Monarchia o Repubblica? Oltre dodici milioni di donne a esprimere il proprio parere politico, per eleggere i deputati dell’Assemblea Costituente cui spetterà il compito di redigere la nuova carta costituzionale. Lunghissime file di fronte ai seggi elettorali. Donne che impazienti attendevano il turno, per manifestare la loro opinione, per la prima volta, attraverso il voto.

Era il 2 giugno del 1946. Voti che contribuirono a decretare l’esilio di casa Savoia. Una vittoria importante, frutto di lunghe battaglie sociali, politiche, culturali. Erano state numerose le lotte per affermare e conquistare l’emancipazione femminile, la parità dei diritti, il diritto all’istruzione.
Già nel 1919 il Parlamento approvò la proposta di legge per il riconoscimento della capacità giuridica della donna, rimandandone però l’attuazione alla legislatura successiva. Fu Benito Mussolini, nel 1923, a introdurre il suffragio amministrativo femminile, che non trovò attuazione a causa della stessa riforma fascista degli enti locali; le suffragiste – che avevano sostenuto il fascismo credendolo una forza di modernizzazione nazionale – dovettero rinunciare, ancora una volta, e attendere la liberazione del Paese dalla dittatura.

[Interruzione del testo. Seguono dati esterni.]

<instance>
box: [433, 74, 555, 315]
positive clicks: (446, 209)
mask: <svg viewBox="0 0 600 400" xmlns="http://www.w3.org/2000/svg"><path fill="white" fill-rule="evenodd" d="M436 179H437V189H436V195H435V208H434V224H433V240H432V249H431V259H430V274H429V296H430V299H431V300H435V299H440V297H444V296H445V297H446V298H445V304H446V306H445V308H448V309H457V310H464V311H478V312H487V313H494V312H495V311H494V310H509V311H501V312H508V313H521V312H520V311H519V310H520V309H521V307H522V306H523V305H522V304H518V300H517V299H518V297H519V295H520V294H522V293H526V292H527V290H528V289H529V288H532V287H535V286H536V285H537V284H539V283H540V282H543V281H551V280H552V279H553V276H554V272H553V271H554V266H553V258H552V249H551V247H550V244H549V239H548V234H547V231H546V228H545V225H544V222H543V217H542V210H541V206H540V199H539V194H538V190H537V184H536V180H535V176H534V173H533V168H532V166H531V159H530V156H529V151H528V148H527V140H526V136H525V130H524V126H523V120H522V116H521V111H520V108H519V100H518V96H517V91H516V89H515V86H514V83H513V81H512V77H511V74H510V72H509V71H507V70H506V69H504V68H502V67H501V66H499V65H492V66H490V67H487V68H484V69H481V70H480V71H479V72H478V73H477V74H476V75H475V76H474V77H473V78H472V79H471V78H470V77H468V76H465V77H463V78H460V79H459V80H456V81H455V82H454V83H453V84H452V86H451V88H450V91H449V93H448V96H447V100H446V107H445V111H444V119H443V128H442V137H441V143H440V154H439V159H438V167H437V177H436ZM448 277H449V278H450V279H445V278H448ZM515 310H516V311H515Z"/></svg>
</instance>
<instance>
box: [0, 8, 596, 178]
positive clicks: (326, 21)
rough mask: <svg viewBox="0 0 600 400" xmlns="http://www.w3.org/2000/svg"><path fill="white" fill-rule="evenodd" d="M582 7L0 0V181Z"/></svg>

La vera svolta avvenne il 1° febbraio del 1945 quando durante il governo Bonomi, su proposta di Alcide De Gasperi e Palmiro Togliatti, venne concesso il diritto di voto alle donne italiane. Un impegno civile e politico incarnati in figure importanti quali Nilde Lotti – prima donna a ricoprire la carica di presidente della Camera, e Tina Anselmi – partigiana attivista nella lotta contro il fascismo. Un traguardo raggiunto grazie al coraggio di donne che la storia l’hanno segnata e vissuta attraverso sogni diventati sentieri da percorrere.

Emancipazione, libertà che si incastrano a fatica con la nostra attuale realtà, impreparata, una realtà politica e sociale difficile, contraddittoria lontana dalle idee e dagli ideali che alimentavano le donne in fila dinanzi quei seggi, con la voglia di migliorare la propria condizione, credendo fortemente al cambiamento attivo come in quel 2 giugno 1946.